Microbial biofilms are an important and costly problem, not only in medicine, but also in industrial applications. Thus, an efficient and rapid removal of biofilms is becoming increasingly important. This work provides new insights into the successful inactivation of C. albicans biofilms by plasma using kINPen09 (see Materials and Methods). Notably, this study provides evidences that the employed plasma treatment caused a primary inactivation of cells located at the basement of the biofilm, which at the same time facilitates the removal of biofilms by other strategies, e.g., mechanical treatment. This novel insight into plasma inactivation of biofilms indicates that plasma is well suited to fight biofilms growing on various surfaces, since surface detachment of biofilms is an important prerequisite for an effective removal of biofilms, especially in industrial settings.

MATERIALS AND METHODS

Fungal strain and growth conditions.

A fungus strain with primarily vertical biofilm growth named Candida albicans SC5314 (ATCC MYA-2876) was used. The fungus was grown on Sabouraud agar and incubated 24 h at 37°C. A suspension of the fungus in phosphate-buffered saline (PBS; pH 7.2, according to Sörensen) was adjusted to an optical density (OD) at 520 nm of 0.375. One milliliter of this suspension was added to 9 ml RPMI medium (without bicarbonate; Merck, Darmstadt, Germany), which served as an inoculum for biofilm cultivation in microtiter plates. For plasma treatment, a coated Polysterol 96-well plate (Sarstedt, Nümbrecht, Germany) was used. As an exception, a 12-well plate was used for the AFM. Two hundred microliters of the suspension was pipetted per well and incubated 90 min at 37°C and 80 rpm on a rotary shaker to allow cell attachment. After incubation, the medium was removed, the well was washed with 200 μl PBS (pH 7.2 according to Sörensen), and 200 μl RPMI medium was added. The plate was incubated 24 h at 37°C and 80 rpm on a rotary shaker, resulting in well-established C. albicans biofilms for further analysis. This protocol was kindly provided by the research group of Christiane Yumi Koga-Ito, Institute of Science and Technology—UNESP, Department of Oral Sciences and Diagnosis.

Plasma source.

kINPen09 (neoplas GmbH; Greifswald, Germany), a commercial APPJ, was used for plasma treatment. Using a direct current (DC) power supply (system energy, 8 W at 220 V, 50/60 Hz) and 99.99% argon gas connection (Linde, Pullach, Germany) with 5 slm, plasma was generated under atmospheric pressure. The inside of the APPJ handpiece consists of a 1.6-mm-diameter quartz capillary with an embedded electrode of 1-mm diameter (Fig. 11). When the APPJ was in operation, a high-frequency voltage of 1.1 MHz, 2 to 6 kVpp, was applied to the electrode. This generated the plasma at the tip of the electrode and expelled it into the surrounding medium, forming an effluent (55).

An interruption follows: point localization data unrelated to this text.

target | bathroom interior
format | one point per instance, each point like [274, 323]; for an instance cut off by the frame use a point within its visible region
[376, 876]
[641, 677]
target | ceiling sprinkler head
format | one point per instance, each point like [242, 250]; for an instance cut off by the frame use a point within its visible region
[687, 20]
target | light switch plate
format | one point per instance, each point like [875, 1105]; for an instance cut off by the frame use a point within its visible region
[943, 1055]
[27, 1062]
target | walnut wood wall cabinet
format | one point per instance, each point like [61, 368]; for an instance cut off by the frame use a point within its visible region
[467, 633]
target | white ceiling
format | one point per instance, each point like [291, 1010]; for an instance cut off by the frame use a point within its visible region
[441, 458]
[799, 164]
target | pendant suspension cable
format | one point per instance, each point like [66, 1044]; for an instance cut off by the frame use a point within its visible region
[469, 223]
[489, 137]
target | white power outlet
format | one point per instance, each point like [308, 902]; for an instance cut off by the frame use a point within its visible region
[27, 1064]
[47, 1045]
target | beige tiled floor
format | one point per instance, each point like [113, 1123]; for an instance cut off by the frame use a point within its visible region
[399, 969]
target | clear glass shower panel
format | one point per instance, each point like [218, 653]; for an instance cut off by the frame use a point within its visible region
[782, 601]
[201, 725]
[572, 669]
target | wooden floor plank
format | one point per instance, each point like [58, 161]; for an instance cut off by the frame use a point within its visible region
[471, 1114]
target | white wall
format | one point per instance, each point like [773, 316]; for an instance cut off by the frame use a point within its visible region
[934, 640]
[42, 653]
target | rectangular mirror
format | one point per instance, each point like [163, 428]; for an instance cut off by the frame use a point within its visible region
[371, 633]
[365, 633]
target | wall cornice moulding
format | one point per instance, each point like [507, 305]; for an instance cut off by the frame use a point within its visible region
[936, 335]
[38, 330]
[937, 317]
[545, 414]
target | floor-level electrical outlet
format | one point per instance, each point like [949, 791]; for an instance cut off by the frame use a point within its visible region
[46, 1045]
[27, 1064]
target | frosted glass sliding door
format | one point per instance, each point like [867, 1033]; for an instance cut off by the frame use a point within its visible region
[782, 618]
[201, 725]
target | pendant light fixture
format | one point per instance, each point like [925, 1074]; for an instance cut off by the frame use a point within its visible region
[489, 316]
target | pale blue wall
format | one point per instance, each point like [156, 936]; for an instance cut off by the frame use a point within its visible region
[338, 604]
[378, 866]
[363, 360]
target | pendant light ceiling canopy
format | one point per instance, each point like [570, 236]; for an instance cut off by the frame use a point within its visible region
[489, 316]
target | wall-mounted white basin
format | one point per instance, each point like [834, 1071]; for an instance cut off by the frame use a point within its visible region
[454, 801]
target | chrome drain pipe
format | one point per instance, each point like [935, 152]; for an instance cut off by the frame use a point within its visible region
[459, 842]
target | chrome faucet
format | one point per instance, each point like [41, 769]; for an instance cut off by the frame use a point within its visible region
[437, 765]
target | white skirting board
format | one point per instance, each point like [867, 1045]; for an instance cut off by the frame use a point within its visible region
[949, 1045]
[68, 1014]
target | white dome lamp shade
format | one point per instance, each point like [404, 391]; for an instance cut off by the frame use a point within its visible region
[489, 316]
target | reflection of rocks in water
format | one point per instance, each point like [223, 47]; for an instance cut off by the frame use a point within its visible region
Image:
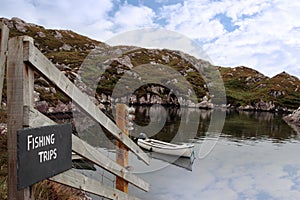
[257, 125]
[260, 116]
[171, 123]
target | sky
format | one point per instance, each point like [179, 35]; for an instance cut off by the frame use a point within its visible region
[260, 34]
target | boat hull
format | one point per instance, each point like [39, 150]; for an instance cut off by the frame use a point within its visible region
[182, 150]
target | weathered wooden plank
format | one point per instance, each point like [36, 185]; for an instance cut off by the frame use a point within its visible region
[122, 151]
[43, 65]
[74, 179]
[87, 151]
[4, 33]
[18, 87]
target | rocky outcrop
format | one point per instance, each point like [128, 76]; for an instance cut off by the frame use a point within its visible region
[244, 86]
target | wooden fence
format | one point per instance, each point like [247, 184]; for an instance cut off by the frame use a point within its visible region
[22, 60]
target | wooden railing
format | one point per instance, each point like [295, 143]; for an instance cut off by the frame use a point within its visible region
[4, 32]
[23, 59]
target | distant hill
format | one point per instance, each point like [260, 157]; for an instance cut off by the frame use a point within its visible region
[246, 88]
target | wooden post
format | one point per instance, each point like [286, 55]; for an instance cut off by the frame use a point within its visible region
[122, 151]
[4, 32]
[19, 94]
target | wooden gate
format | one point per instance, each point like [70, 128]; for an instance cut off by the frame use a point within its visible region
[23, 59]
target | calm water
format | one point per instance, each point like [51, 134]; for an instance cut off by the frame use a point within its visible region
[256, 156]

FIG 11 — Radiofrequency plasma jet (RFPJ) instrument kINPen09 (Neoplas GmbH; Greifswald, Germany). (A) Photograph of RFPJ; (B) schematic structure of the RFPJ and composition of the physical plasma. (Reprinted from reference 58 with permission.)

Plasma treatment of C. albicans SC5314 biofilms.

Established biofilms were washed with PBS (pH 7.2 according to Sörensen), followed by complete removal of the liquid. Five different time intervals were used at a distance of 18 mm from the plasma effluent tip to the biofilm surface using a computer-controlled XYZ table (CNC Maschinenbau; Geldern, Germany), to which the plasma source was attached. Only one sample group was treated per time point to avoid dehydration effects of the biofilms. For CFU counting, fluorescence Live/Dead assays, and XTT assays, 200 μl PBS (pH 7.2 according to Sörensen) was added per well, the biofilms were mechanically disrupted, and the resulting cell suspension was collected. This step was repeated three times, until the complete biofilm was transferred.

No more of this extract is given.